For instance, more than 75 percent of the videos that were removed from YouTube last month for containing violent and extremist content were taken down before anyone had even flagged them once as being potentially offensive. Even though the tools are still in the process of being perfected, in many cases they proved to be more accurate than human reviewers in identifying videos for removal, according to Google.
“Over the past month, our initial use of machine learning has more than doubled both the number of videos we’ve removed for violent extremism, as well as the rate at which we’ve taken this kind of content down,” the YouTube team noted in the blog.
Google’s efforts to weed out terror content online are making progress on other fronts as well, the YouTube blog claimed this week. Over the past month, Google has begun working with more than 15 new nongovernmental organizations to develop better guidelines for identifying content for removal. The organizations have brought expert knowledge on issues such as hate speech and radicalization that Google is currently using to identify content that is being used for terror recruiting and proselytizing.

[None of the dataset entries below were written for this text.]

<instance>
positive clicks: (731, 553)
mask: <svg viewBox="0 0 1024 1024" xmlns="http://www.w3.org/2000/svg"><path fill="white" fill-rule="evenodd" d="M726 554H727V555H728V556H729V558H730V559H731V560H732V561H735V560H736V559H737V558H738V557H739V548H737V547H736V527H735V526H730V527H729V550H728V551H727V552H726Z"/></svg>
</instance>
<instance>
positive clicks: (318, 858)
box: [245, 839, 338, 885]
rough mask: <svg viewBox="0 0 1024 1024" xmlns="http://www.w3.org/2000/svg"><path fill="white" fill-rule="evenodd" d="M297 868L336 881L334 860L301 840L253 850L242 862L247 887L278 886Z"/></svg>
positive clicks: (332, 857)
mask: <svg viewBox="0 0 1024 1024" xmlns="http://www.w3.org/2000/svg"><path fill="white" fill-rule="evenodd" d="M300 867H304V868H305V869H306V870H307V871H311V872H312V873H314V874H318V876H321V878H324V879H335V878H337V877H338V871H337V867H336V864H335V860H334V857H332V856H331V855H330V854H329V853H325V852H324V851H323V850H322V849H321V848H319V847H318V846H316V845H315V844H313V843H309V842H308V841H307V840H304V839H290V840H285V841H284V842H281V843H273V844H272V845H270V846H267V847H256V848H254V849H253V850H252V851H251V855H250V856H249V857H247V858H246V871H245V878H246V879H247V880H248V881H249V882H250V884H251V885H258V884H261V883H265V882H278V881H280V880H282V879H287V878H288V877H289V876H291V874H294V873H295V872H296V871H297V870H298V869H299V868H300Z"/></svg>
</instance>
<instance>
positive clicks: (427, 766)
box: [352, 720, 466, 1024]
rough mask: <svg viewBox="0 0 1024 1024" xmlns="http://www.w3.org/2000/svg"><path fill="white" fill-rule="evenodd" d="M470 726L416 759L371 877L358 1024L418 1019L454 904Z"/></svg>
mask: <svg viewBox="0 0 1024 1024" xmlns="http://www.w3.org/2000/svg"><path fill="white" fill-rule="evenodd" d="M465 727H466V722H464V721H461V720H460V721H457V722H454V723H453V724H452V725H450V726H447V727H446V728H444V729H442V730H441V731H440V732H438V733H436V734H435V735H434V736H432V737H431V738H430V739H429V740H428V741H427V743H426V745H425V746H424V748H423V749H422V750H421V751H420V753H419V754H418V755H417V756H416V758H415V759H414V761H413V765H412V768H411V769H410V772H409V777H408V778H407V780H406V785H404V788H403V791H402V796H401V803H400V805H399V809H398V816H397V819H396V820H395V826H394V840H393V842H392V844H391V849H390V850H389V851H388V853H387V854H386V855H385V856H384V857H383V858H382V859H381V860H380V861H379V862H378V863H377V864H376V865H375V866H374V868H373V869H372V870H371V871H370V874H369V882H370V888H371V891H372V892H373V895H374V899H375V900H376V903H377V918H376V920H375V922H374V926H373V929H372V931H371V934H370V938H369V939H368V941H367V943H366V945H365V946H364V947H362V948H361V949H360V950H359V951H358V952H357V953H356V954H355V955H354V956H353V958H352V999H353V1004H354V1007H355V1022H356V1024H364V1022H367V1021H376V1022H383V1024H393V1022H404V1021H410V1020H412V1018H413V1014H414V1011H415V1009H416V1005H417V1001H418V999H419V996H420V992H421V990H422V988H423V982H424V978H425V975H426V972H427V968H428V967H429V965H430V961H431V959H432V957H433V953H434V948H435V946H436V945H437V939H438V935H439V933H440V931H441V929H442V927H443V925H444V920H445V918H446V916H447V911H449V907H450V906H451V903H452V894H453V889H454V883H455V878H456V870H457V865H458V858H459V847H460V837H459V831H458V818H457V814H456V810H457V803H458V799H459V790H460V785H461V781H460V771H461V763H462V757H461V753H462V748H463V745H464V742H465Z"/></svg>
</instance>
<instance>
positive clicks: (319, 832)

Starting July 20, Google has begun using an approach called the Redirect Method that was developed by its Jigsaw tech incubator to direct people searching for extremist videos to content debunking that propaganda.
In addition, over the next few weeks Google will start enforcing a tougher policy on videos that may not exactly violate its policies but still contain hate speech and other extremist content. As part of the new policy, such videos will not be promoted, will not be allowed to display ads and will not allow viewers to leave comments.
Google, like several other major internet companies including Facebook and Twitter, has been under growing pressure to do more to stop its online platforms from being used by terrorists and hate groups to recruit members and to disseminate propaganda.
And that pressure isn’t coming just from lawmakers and regulators. The families of victims of the terror attacks in Paris, at the nightclub in Orlando, Fla., and in San Bernardino, Calif., have sued Google, Facebook and Twitter for allegedly providing material support to terrorists by allowing their platforms to be used for propaganda.
In response, Google has taken a series of steps over the past year or so to more effectively weed out terror and other offensive content on YouTube and elsewhere. Most recently, Google General Counsel Kent Walker in June outlined four measures to fight terrorism online. The measures include expanded use of machine learning technologies and the use of more human experts to flag and remove terror and hate videos from YouTube.
This week’s blog is an update on the progress that Google has made since announcing those measures.